On Wed, 11 Apr 2012, Yaroslav Halchenko wrote:

> Hi Peter,

(Cc'ed to the list, since this might be of general interest)
> Please consider accepting the attached patch for that check

Yes, that check has also a couple more pending changes cumulated on
sibelius.  I'll upate it when I'm done with moving stuff around on
that host in a couple days.

> And now that I have got a list of mismatched sums -- what would be the
> reasonable course of action?  here they are FWIW
> 
> 1caa9a6a88c34626afbeb4bbb5db8832b1417d49: Hash mismatch (d1f4a593b1196e66b1b53d769d5e73fa115498c0)
> 1c3d3c7d1dfec8a5d1d6bf953f6b8eb09788cad4: Hash mismatch (c73e3b7247b14bcf9432f539f9f651597a728b29)
> 30cd285f222bd8fadcf3742205cebd085809de1c: Hash mismatch (0f0a4469e5efa0d107f2a3e750d6fef8b51ff282)
> 38a77ce4bf31ffd69e5e7073a4f0740cedbfd7d6: Hash mismatch (82f1ead3d54c2cf6c6add5127ee11e90cbc02955)
> 3c0d79752cce99995f3a1e6923107f9cf80b33d4: Hash mismatch (7aadc2d7cac00304b282ce105360b65f65f0bcc4)
> 483eea0bd65f9a1ecb4d4fa27e158848c937f9f8: Hash mismatch (1c50e0494a53714a8d415a0e53d0e1b9aa9f1360)
> 6d2065bc0263ed2c0b1a8384fa7a35033ad2f294: Hash mismatch (c497409bdacaa07930d596a175cfb26cbb051e53)
> 76faaa2584edeefb2579d7d45cd57a7c22eecd47: Hash mismatch (dc592a06e8eece238cb0938774b769525a4bbde3)
> 986f3cf33f8de3267532c04c696592ba1209c003: Hash mismatch (0d6e6610ad52063560b777d08c1a1800145e40b0)
> 9bc3b26606e2fa33a44704d9dc5d208b3c2dcfa9: Hash mismatch (11038d3f281efb21b4d21d4e63d4de259897cd78)
> 9fb2c2d3940139a42d09f66844013e3c30b36089: Hash mismatch (e9cf05c6ee09d49e5ef8496433785d7de4dd0d57)
> a12ea622a1ef676bf93ce0498f54583e825bc368: Hash mismatch (5e7105a8d989f2eea462a385b4bc56a90d8d4485)
> a9258240b860351f8af29cdf0648fc8523fa27c6: Hash mismatch (96d4b1f29c9672fa130bd109d2c0c59d561e925d)
> b0742bd352bec323c2b8d6b2168bdf01a6ab2352: Hash mismatch (b148d4ba7f1e07a59df3538b30a05a8df41788b9)
> ca3325cf34f362af3c17350497300ec05da8659f: Hash mismatch (e4d9adad7c115b5e0e6fbe4962953a73b6540302)
> d12afdbcbe213d07ce921d9a96be8f18f6407172: Hash mismatch (c8524c42e8200b6745dcf027bbfbbaf1cc07e3a8)
> cf7640a2dade0db3edea3350779be8bd0cc6f571: Hash mismatch (2ad2419e034ff1c208aa5ef6201f19648116f419)
> df9ca2daa7a2d6e9722cf1b7ec56936996aad01d: Hash mismatch (5a712cb7e2b1be37a0d5606426e24c69197077c0)
> eb9b738c1821a3cfa3ac7589b79eb3e7f1d34b1d: Hash mismatch (2693b9be2ca06bf8ac9cafb0cc42b0b78596cd13)
> f051f318f46e8adb66c067ad48e0b2899c0509f5: Hash mismatch (5d4b4d340be14ed062a5e96bc43af33d2fd9ec40)

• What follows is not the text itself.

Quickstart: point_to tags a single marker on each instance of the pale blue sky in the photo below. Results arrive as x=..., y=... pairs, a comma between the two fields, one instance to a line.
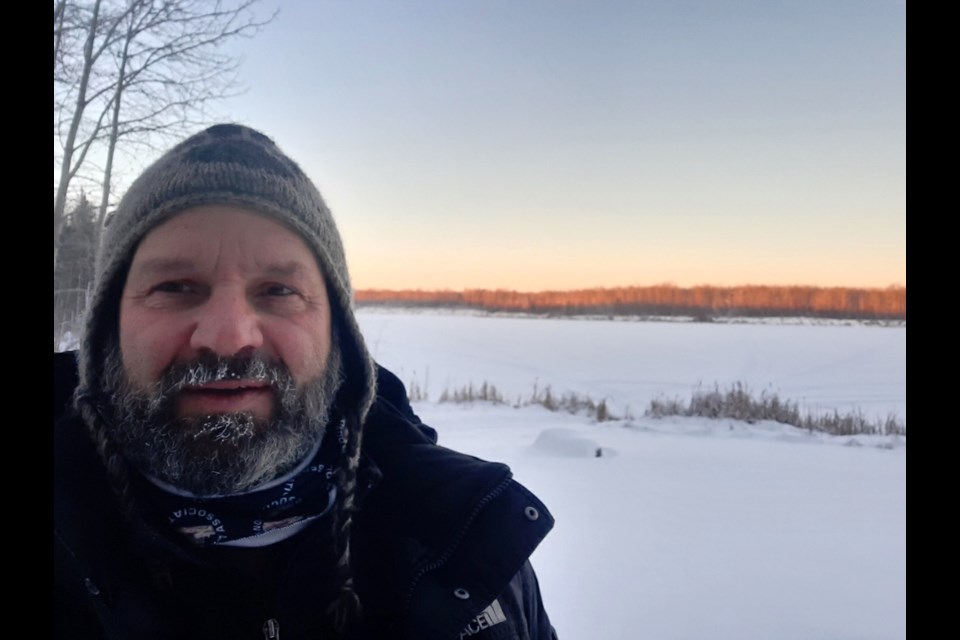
x=534, y=144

Well, it depends.  This particular ruby bug only affects files that are
larger than 2^29 bytes (~530mb).  if that explains for all of the above,
then great.  If not, then bigs might have flipped, or the filesystem
might have eaten stuff, or ...

Here's what I usually do:
} 7f5cafdad2e67cc8c039aa19f867bc6426da5223: Hash mismatch (791defea01ea731291bb8a3d57dc6e73df4a94e7)

Find out what the associated filename is:
| snapshot=> select * from file join node using (node_id) where hash='7f5cafdad2e67cc8c039aa19f867bc6426da5223';
|  node_id  | file_id  |                  name                   |   size    |                   hash                   | parent | first | last  
| ----------+----------+-----------------------------------------+-----------+------------------------------------------+--------+-------+-------
|  11273925 | 11062863 | texlive-extra_2011.20120314.orig.tar.gz | 877635913 | 7f5cafdad2e67cc8c039aa19f867bc6426da5223 |  14809 | 22253 | 22549
| (1 row)
| 
| snapshot=> select * from file join node using (node_id) where hash='791defea01ea731291bb8a3d57dc6e73df4a94e7';
|  node_id | file_id | name | size | hash | parent | first | last 
| ---------+---------+------+------+------+--------+-------+------
| (0 rows)

Maybe also find out when and where it first/last appeared:
| snapshot=> select * from directory where directory_id = 14809;
|  directory_id |            path            | node_id 
| --------------+----------------------------+---------
|         14809 | /pool/main/t/texlive-extra |  909346
| (1 row)
| 
| snapshot=> select * from mirrorrun where mirrorrun_id = 22253;
|  mirrorrun_id | archive_id |         run         |            mirrorrun_uuid            |   importing_host    
| --------------+------------+---------------------+--------------------------------------+---------------------
|         22253 |          1 | 2012-03-14 16:09:48 | 17cc0f44-5923-44c0-918b-bf6df9362b88 | sibelius.debian.org
| (1 row)

(archive_id 1 is debian.  select * from archive_id; for a list)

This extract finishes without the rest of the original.